US Court Ruling on Trump’s Tariffs
On Thursday, oil prices fell over 1% as investors weighed the potential impacts of a US court ruling that blocked President Donald Trump’s more radical tariffs. The US court had previously ruled on Wednesday that Trump had overstepped his authority in imposing broad tariffs on imports.
- Futures for Brent crude dropped 75 cents, or 1.16%, to $64.15 a barrel.
- West Texas Intermediate (WTI) crude futures fell 90 cents, or 1.46%, to $60.94 a barrel.

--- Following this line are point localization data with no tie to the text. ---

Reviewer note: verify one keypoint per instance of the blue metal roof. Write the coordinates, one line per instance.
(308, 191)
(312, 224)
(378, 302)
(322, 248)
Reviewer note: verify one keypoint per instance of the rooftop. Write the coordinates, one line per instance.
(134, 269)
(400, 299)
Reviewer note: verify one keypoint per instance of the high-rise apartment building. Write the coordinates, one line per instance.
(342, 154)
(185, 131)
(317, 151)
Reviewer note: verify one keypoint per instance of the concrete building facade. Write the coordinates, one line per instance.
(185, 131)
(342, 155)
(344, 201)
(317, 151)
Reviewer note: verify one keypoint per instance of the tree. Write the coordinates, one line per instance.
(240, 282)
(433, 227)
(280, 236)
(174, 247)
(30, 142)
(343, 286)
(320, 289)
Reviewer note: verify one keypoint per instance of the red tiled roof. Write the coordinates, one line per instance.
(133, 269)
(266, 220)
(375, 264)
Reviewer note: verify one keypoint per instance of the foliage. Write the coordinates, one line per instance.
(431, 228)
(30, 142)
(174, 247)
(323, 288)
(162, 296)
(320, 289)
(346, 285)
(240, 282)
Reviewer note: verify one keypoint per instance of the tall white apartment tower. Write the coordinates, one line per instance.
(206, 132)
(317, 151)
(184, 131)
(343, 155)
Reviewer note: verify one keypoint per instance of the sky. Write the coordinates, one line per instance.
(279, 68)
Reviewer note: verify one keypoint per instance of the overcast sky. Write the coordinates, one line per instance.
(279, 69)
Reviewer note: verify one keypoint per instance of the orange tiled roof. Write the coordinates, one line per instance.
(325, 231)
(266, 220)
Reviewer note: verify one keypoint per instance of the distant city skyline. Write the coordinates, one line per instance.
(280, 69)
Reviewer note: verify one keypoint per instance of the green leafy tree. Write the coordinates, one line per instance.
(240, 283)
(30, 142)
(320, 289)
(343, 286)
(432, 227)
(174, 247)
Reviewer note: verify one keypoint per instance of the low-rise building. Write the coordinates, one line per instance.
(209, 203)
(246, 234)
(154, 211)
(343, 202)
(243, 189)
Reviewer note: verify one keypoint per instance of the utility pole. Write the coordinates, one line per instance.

Despite initial gains following the court ruling, prices continuously declined throughout the session as high-ranking Trump administration officials downplayed the ruling’s impact, insisting on alternative legal avenues.
OPEC+ Production Decision
Meanwhile, the Organization of the Petroleum Exporting Countries and its allies (OPEC+) may agree on Saturday to accelerate crude production increases for July. Analysts from ING expect another significant supply boost of 411,000 barrels per day, with similar increases anticipated until the end of the third quarter. However, concerns remain about potential new sanctions on Russian crude.
Market Reaction and Other Influencing Factors
Jim Ritterbusch, of Ritterbusch and Associates, noted that the market’s initial reaction to Trump’s reciprocal tariffs had significantly diminished as the session progressed. He suggested that uncertainty surrounding Trump’s tariffs since their inception would likely persist as they navigate the judicial system and sectoral tariffs, such as those on automobiles and auto parts, remain in place.
Fatih Birol, the IEA’s executive director, mentioned in an interview with Bloomberg that oil demand was considerably weak in China and that events in Russia and Iran presented “question marks” for oil prices.
Ongoing negotiations between the US and Iran, aiming to curb Iran’s accelerated nuclear activities since Trump withdrew from the 2015 agreement, add to market volatility. Phil Flynn, senior analyst at Price Futures Group, stated that there is much back-and-forth concern regarding Iran’s situation, with uncertainty about whether a conflict or peace agreement is imminent.
Additional Market Pressures
Further pressuring oil futures, Chevron has ceased its oil production and other activities in Venezuela following the revocation of its crucial license by the Trump administration in March. Venezuela canceled planned shipments for Chevron in April, citing payment uncertainty due to US sanctions.
Mukesh Sahdev, Rystad Energy’s global head of commodity markets, anticipates demand to exceed supply from May through August, with growth outpacing supply by 600,000 to 700,000 barrels per day.
Key Questions and Answers
- Q: What caused the drop in oil prices on Thursday? A: Oil prices fell over 1% amidst a US court ruling that blocked President Trump’s more radical tariffs and concerns about potential new sanctions on Russian crude.
- Q: How did the US court rule on Trump’s tariffs? A: The court ruled that Trump had overstepped his authority in imposing broad tariffs on imports.
- Q: What is the outlook for OPEC+ production? A: Analysts expect OPEC+ to agree on accelerating crude production increases for July, with a potential significant supply boost of 411,000 barrels per day.
- Q: What factors are influencing oil prices apart from the court ruling and OPEC+ decision? A: Factors include market reaction to Trump’s tariffs, uncertainty surrounding Iran negotiations, and additional pressures from Chevron ceasing operations in Venezuela.